Black-legged ticks take 1-2 days to transmit the bacteria. Antibiotics can stop the disease if caught early. If not treated immediatelyPeople can suffer from inflammation of the brain and spinal cord, palpitations, arthritis with severe swelling and pain, shooting nerve pain, and facial paralysis (loss of muscle tone or drooping of the face).
“A neighbor has pretty bad Lyme disease,” Thomas said. “She ended up having to quit her job and is almost disabled.”
What to do if you find a tick
Remove a tick immediately if you find one on your body, advises the CDC. Using fine-tipped tweezers, grasp the tick as close to the head as possible and pull evenly. Do not tear, twist, or crush the tick. Be sure to remove the head from the skin.
Wash the wound and your hands with soap and water or rubbing alcohol. Dispose of the insect by flushing it down the toilet, sealing it in a bag, or soaking in alcohol before discarding.
That Virginia Department of Health said you can preserve the tick by freezing it in a plastic bag or by adding alcohol to the sealed bag to identify the species.
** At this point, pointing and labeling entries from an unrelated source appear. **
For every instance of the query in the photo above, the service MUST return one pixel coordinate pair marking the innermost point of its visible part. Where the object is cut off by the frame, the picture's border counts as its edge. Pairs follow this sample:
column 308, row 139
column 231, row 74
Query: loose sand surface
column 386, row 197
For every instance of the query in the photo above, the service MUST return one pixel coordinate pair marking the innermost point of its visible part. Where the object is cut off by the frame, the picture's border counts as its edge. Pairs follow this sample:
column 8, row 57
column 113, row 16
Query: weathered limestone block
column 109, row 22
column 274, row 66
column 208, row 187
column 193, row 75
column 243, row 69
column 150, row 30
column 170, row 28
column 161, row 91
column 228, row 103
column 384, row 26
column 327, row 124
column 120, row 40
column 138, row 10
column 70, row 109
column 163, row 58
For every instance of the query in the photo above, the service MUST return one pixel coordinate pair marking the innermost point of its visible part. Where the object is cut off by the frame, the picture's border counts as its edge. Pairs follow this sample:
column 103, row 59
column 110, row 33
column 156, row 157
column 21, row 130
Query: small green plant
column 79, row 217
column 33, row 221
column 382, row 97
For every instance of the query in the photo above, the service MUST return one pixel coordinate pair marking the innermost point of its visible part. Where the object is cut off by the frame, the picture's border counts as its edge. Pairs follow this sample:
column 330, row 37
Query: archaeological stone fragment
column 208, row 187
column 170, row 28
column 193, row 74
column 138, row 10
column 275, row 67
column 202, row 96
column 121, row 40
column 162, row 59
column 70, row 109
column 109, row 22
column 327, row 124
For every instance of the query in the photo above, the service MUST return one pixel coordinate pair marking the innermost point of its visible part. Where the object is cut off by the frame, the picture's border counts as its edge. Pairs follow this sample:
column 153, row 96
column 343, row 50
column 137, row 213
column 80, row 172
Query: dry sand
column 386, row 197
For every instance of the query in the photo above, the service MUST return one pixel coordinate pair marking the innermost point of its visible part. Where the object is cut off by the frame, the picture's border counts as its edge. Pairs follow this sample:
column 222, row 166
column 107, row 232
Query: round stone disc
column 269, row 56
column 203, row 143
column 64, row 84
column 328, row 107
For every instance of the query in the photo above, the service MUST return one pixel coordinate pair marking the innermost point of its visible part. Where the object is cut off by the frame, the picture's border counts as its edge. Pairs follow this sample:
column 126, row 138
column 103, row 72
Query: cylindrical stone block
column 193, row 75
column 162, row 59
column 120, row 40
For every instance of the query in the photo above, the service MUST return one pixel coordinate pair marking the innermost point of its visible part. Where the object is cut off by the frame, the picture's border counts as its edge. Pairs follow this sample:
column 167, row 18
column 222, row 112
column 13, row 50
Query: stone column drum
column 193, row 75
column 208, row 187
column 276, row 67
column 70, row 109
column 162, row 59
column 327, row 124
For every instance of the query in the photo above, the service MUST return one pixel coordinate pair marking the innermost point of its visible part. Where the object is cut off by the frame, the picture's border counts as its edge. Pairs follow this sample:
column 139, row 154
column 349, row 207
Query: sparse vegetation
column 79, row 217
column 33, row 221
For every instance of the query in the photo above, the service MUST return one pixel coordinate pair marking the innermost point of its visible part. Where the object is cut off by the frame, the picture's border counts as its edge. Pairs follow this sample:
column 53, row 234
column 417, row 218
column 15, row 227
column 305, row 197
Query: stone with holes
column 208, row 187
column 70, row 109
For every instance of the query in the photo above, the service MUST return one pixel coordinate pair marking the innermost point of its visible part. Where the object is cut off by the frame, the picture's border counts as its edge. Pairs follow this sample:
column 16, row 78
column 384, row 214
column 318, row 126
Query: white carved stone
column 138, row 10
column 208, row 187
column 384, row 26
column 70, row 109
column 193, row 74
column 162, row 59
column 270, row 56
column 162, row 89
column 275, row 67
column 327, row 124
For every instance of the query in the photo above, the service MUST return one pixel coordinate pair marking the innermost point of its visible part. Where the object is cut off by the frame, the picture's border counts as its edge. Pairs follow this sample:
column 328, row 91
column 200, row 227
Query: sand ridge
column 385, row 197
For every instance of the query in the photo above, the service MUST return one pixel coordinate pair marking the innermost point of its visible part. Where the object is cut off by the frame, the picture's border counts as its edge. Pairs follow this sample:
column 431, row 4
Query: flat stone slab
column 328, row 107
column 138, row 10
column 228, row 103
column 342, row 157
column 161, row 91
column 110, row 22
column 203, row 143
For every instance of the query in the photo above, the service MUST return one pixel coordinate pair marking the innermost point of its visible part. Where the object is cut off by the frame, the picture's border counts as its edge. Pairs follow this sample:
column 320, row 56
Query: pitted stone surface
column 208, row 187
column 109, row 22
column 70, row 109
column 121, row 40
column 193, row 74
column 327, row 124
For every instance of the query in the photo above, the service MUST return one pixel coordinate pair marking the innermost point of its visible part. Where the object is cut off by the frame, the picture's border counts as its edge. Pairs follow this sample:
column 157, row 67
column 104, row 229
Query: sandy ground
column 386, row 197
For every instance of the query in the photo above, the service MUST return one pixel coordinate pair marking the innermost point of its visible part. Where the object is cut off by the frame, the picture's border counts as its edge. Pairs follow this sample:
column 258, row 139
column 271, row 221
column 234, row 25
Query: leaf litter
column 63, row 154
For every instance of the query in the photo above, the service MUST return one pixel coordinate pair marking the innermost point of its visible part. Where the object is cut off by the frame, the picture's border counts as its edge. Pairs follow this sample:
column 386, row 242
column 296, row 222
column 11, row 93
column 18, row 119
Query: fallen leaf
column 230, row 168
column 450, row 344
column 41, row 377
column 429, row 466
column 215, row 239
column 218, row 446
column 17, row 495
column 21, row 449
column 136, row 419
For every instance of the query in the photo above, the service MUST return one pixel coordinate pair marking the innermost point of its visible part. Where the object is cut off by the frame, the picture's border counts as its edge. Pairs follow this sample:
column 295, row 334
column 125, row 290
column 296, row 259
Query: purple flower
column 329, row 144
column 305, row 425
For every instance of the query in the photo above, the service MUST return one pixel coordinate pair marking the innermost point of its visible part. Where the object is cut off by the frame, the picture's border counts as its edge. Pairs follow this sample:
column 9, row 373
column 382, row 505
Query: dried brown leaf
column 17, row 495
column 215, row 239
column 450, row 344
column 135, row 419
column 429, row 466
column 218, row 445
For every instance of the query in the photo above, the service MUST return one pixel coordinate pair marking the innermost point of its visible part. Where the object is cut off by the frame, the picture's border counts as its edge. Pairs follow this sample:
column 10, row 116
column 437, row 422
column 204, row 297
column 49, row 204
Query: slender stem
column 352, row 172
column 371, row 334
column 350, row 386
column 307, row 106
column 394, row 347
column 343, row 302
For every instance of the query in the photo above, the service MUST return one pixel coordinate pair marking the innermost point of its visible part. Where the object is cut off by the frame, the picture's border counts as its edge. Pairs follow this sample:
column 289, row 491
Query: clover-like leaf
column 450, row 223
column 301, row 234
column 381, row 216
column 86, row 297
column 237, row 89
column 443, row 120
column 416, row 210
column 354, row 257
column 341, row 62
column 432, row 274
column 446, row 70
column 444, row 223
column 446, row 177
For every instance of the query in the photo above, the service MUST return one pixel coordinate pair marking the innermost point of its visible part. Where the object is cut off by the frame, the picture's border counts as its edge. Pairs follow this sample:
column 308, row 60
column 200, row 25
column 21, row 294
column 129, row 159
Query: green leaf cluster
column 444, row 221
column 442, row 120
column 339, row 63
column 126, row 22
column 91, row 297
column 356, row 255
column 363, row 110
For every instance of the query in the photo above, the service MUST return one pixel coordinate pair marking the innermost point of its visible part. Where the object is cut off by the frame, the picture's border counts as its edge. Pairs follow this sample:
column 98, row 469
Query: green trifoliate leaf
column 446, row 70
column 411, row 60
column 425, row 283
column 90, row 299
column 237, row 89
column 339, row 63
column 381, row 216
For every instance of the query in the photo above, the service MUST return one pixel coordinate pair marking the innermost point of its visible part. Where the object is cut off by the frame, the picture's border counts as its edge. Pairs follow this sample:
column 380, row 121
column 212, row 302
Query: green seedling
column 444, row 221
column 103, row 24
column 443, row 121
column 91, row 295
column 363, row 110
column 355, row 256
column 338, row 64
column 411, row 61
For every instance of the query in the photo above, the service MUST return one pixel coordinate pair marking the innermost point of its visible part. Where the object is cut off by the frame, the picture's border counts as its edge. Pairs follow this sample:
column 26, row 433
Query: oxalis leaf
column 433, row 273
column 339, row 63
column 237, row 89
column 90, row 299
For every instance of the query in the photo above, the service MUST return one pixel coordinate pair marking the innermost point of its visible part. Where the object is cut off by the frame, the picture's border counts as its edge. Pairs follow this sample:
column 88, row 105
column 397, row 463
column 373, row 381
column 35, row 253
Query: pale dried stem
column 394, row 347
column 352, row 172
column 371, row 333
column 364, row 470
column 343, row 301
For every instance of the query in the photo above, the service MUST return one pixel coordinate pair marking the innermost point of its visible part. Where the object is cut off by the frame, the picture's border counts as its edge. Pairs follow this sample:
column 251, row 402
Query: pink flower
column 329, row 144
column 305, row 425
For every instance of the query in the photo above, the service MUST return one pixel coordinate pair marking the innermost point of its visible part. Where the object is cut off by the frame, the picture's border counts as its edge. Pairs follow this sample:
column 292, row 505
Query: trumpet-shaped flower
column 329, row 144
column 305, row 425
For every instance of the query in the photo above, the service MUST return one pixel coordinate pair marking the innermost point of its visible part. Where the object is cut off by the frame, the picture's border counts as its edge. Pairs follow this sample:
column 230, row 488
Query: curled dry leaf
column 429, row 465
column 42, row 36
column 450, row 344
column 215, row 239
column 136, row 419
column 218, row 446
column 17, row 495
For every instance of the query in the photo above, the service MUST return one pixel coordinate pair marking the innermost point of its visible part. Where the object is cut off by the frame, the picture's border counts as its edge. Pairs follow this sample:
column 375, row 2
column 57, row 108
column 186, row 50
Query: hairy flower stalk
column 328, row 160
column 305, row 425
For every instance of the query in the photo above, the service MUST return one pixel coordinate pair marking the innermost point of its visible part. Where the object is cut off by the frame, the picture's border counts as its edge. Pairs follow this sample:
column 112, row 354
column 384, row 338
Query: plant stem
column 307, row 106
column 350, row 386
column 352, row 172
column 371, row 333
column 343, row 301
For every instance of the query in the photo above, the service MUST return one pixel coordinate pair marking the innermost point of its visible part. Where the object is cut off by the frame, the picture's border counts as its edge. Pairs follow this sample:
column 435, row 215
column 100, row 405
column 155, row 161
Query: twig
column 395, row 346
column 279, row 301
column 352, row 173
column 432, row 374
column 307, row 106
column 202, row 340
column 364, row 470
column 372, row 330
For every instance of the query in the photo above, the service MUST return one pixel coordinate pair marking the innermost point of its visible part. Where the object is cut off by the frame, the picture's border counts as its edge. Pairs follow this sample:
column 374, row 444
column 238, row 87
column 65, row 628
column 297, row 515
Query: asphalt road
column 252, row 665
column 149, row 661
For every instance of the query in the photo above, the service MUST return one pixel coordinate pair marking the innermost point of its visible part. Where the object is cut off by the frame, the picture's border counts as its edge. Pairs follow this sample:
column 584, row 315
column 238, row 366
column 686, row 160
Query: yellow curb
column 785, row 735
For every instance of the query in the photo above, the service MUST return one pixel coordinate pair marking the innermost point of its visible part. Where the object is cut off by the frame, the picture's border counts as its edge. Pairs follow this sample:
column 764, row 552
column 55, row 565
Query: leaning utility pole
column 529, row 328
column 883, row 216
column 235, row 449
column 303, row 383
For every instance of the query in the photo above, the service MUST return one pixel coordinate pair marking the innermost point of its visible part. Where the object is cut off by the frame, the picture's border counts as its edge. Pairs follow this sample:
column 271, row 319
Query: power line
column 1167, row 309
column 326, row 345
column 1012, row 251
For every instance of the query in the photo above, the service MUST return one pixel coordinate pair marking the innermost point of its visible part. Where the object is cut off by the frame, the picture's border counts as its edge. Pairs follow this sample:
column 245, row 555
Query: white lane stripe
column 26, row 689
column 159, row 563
But the explained CDC that not all laboratory results are of high quality and should not be used in making medical treatment decisions.
Most people, they said, would develop symptoms before lab results returned. So monitor the wound and surrounding skin for a rash and yourself for fever, chills, headache, fatigue, muscle and joint pain, and swollen lymph nodes.
“I often find ticks on myself, it comes with the job,” Korman said. “I wouldn’t see a doctor unless I was ill or noticed something unusual.”
Korman directs those looking for tick testing to the Institute of Wild Genetics at East Stroudsburg University.
prevent tick bites
Avoid wooded and bushy areas with tall grass and leaves to avoid ticks. Those who camp, hike, garden and hunt should take with them Precautionsaccording to CDC:
- Wear long pants and sleeves
- Treat clothing, boots, and camping gear as well permethrin (at least 0.5%) products. Read the instructions, the repellent works even after several washes.
- Use an EPA-registered repellent that contains DEET, picaridin, IR3535, lemon eucalyptus oil, para-menthane diol, or 2-undecanone. The EPA has a simple website for reference: Find the repellent that suits you.
When you return home, check for ticks:
- Check all pets, clothing, gear, and backpacks for tramp ticks.
- Wash clothes in hot water or tumble dry on high heat for 10 minutes (longer if clothes are damp).
- Shower to remove loose ticks.
- Check your body in the mirror, especially: armpits, in and around your ears, belly button, back of your knees, in and around your hair, between your legs and around your waist. Don’t forget to check the kids too.
If you are bitten by a tick and have an allergic reaction or underlying medical condition, contact your doctor immediately.